In a research note published last week, Merrill Lynch said it expects storage companies to meet analysts expectations for the second quarter, and to offer “healthy” outlooks for the third quarter.
EMC, which reports earnings July 21, has been able to avoid many short-term risks in the second quarter, Merrill analyst Shebly Seyrafi wrote. Channel checks suggest flat Symmetrix sales, likely due to customers waiting for a new Symmetrix release slated for late summer, but Clariion and VMware sales have been brisk. Improving enterprise drive supplies are also a positive, Seyrafi said.
But the Wall Street firm is negative on Network Appliance due to seasonal weakness and slower European sales. Seyrafi expects a strong second half from NetApp, however.
Seyrafi favors Emulex over QLogic, since “about a third of QLogic’s revenue base is at risk over the next three years. As Fujitsu migrates its enterprise drive business to SAS(serial attached SCSI) from parallel SCSI, a large chunk of QLogic’s HDC business (20%-25% of revenue) will disappear. Also, the company’s management controller business (about 5% of revenue) will likely vanish in two to three years.”
In the SAN switch space, Brocade and McData “remain unattractive, in our view, as Cisco continues to grow well,” Seyrafi wrote.
Baird Sounds Upbeat Note
Baird analysts Daniel Renouard, Frank Timons and Joel Inman released their quarterly and full-year storage forecasts recently.

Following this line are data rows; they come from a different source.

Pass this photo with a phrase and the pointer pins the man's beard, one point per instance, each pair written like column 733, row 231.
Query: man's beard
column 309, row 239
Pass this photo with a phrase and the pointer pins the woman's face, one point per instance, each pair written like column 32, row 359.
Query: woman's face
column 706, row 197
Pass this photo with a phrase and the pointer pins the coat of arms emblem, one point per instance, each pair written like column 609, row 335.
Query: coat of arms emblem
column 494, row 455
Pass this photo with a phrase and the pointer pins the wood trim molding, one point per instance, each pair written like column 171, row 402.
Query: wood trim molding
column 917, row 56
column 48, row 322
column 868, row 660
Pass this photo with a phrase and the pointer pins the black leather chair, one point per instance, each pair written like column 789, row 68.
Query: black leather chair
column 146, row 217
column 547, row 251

The firm’s quarterly reseller survey suggests that second-quarter results will likely be most positive for EMC and NetApp, and “modestly negative” for HP, StorageTek and Sun, which recently announced plans to merge. The survey pointed to a strong second half for storage sales.
The Baird analysts also released the results of a survey of more than 80 enterprise end users that supported the reseller survey. The results were most positive for Dell, EMC and IBM, with HP and Sun improving over 2004.
The survey found that blades, server virtualization and low-cost disk are “coming on strong” — with low-cost SATAdisk gaining at the expense of tape — while storage virtualization and iSCSI are growing more slowly.
Networked storage remains strong, with server attach rates to Fibre Channel SAN expected to grow from 29% to 46% over the next two years, driven by server virtualization and blade growth — which may also be holding back IP SAN adoption.
“We believe this bodes well for storage component vendors, including Emulex, QLogic, McData and Brocade,” the Baird analysts wrote.